GPU Decoding

Note

The NVIDIA GPU Decoder capability is currently only available to partners and collaborators. Additionally, it is limited only to the Helios-1 target. Please email QCSupport@quantinuum.com for more information.

Quantinuum Helios includes an integration with an NVIDIA Grace Hopper box, via NVQLink [1]. As the industry progresses towards fault tolerance, a big challenge is control and orchestration: quantum processors often need extremely fast, real-time classical compute support (for control signals, error correction, decoding). NVQLink addresses this gap by offering a high-throughput, low latency interconnect between quantum hardware and classical accelerated compute. This is required to achieve massively parallel decoding for Quantum Error Correction (QEC).

The NVIDIA Grace Hopper box currently provides one blackbox decoding algorithm, Belief Propagation - Order Statistics Decoding (BP-OSD). It works in 2 stages:

  1. The BP part is an iterative procedure that propagates local qubit information. A standalone BP decoder is sufficient for simple decoding.

  2. The OSD part requires vast classical compute resource, hence the use of the Grace Hopper box. The OSD method is required for more complicated syndromes. OSD performs matrix factorizations to rank the most likely errors.

The overall workflow consists of the user using an open source Guppy extension for GPU decoding. This extension provides bindings to externally call the BP-OSD method to asynchronously submit syndrome measurement results and retrieve corrections. In addition to the the Guppy program, a corresponding set of decoder matrices must also be submitted using a DecoderConfig instance.

Client-Side Tools

Guppy GPU Library

The guppy-gpu extension provides a Guppy implementation of the Nvidia CUDA-Q QEC Realtime Decoding API. It includes:

  • A Decoder class that wraps GPU-accelerated decoding functionality for processing syndromes and retrieving corrections in bit-packed integer format.
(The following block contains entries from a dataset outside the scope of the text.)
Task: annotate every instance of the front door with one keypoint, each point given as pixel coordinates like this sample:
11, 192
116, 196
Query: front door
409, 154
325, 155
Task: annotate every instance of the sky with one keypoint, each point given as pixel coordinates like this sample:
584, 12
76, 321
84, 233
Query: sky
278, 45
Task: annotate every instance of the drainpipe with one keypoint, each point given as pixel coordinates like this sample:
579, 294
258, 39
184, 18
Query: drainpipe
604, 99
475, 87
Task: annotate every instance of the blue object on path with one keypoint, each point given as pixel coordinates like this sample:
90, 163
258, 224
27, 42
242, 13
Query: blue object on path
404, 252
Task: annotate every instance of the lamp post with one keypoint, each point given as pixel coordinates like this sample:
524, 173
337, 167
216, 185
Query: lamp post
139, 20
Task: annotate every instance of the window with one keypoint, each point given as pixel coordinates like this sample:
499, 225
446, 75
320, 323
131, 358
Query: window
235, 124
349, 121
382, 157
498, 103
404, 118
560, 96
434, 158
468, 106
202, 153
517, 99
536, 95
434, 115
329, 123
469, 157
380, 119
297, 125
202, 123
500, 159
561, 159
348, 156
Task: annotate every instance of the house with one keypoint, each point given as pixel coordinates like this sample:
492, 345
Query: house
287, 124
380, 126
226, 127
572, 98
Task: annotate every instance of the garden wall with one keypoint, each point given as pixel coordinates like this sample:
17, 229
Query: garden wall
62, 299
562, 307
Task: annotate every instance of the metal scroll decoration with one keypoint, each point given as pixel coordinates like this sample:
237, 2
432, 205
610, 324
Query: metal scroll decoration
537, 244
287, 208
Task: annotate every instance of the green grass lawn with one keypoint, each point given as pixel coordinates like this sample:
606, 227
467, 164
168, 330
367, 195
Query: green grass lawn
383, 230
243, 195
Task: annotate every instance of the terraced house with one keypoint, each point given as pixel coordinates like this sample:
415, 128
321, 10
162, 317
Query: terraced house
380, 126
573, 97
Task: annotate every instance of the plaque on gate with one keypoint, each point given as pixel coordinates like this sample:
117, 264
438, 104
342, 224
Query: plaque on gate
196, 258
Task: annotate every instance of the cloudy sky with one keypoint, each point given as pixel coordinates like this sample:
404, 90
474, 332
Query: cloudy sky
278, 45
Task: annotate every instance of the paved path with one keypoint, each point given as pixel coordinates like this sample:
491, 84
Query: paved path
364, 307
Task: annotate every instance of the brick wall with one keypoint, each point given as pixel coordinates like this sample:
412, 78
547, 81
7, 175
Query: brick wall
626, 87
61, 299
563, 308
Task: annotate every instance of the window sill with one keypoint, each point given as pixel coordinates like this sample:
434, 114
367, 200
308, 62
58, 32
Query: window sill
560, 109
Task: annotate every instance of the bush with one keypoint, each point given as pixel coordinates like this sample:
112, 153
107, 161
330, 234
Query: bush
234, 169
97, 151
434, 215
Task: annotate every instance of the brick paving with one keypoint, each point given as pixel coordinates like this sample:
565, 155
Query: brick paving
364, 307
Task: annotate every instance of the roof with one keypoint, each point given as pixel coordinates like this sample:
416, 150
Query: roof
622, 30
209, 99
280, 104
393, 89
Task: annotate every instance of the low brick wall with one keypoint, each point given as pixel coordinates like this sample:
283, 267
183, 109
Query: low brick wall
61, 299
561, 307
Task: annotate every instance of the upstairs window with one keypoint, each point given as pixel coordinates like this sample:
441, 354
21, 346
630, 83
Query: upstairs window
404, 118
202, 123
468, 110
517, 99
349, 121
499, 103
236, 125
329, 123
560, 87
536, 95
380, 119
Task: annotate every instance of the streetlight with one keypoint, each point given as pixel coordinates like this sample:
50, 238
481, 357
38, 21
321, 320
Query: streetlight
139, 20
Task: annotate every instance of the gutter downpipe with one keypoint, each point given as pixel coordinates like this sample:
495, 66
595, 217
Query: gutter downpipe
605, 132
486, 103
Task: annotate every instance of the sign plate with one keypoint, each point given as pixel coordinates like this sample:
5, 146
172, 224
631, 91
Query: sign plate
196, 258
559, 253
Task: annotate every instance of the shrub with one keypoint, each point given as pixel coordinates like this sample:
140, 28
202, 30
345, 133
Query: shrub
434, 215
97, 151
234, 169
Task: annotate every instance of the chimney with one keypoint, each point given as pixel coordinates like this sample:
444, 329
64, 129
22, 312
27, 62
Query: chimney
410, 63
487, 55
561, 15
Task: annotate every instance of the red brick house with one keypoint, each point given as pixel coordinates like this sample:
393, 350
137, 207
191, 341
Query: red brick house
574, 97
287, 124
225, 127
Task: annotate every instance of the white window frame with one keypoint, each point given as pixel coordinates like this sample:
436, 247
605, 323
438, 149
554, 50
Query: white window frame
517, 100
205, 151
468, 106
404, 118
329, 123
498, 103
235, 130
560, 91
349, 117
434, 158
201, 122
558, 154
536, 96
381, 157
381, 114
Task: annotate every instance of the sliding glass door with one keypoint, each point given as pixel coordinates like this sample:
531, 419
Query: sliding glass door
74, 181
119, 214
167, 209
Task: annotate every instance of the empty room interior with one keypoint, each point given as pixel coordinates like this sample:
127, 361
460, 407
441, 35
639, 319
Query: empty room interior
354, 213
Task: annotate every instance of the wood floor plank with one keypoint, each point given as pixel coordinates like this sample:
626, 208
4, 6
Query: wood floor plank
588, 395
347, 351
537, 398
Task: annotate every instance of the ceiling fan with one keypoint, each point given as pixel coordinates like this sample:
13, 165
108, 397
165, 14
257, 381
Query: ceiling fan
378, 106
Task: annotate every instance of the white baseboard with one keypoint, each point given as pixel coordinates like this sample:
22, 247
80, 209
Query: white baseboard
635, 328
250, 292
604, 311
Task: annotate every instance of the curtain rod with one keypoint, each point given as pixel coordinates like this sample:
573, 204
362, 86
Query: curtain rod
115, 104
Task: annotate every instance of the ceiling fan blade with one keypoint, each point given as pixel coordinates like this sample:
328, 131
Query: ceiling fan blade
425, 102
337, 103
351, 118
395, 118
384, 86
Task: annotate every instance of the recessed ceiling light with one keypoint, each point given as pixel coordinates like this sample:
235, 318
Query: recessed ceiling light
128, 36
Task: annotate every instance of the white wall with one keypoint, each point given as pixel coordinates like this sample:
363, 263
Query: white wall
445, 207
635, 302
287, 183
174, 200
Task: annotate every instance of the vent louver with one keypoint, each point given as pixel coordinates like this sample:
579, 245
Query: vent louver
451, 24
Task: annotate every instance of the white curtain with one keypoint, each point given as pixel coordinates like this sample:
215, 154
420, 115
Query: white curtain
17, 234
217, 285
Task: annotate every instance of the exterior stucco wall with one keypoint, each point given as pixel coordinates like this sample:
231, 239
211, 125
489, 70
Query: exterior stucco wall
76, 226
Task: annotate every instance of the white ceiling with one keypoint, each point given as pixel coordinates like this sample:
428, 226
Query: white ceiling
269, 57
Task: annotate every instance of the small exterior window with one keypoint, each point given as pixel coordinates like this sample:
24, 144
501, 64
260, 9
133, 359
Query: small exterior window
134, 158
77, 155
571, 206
The Decoder class uses the gpu and gpu_module decorators available from guppy-gpu package to enable GPU execution of QEC algorithms. All syndrome and correction data is represented as bit-packed unsigned 64-bit (uint64) integers. It enables enqueueing syndromes, retrieving corrections, and resetting decoder state for quantum error correction codes. All methods are GPU-accelerated and operate on bit-packed integer representations of syndromes and corrections.

  • Utility functions for packing and unpacking boolean arrays to/from integers for efficient data transfer to GPU decoders.

The guppy-gpu repository is available at https://github.com/CQCL/guppy-gpu. This package is installable with pip install git+https://github.com/CQCL/guppy-gpu.git.

The user imports the Decoder class, and the pack_int and unpack_int functions from guppy_gpu.cudaq_qec module.

The decoder class provides the following instance methods:

  • Decoder.enqueue_syndromes(self: "Decoder", decoder_id: int, syndrome_size: int, syndrome: int, tag: int): A void function to enqueue a syndrome for decoding.

  • Decoder.reset_decoder(self: "Decoder", decoder_id: int): A void function to reset the decoder. Clears any queued syndromes and resets corrections to 0.

  • Decoder.get_corrections(self: "Decoder", decoder_id: int, return_size: int, reset: int ): An integer function to get the corrections from the decoder.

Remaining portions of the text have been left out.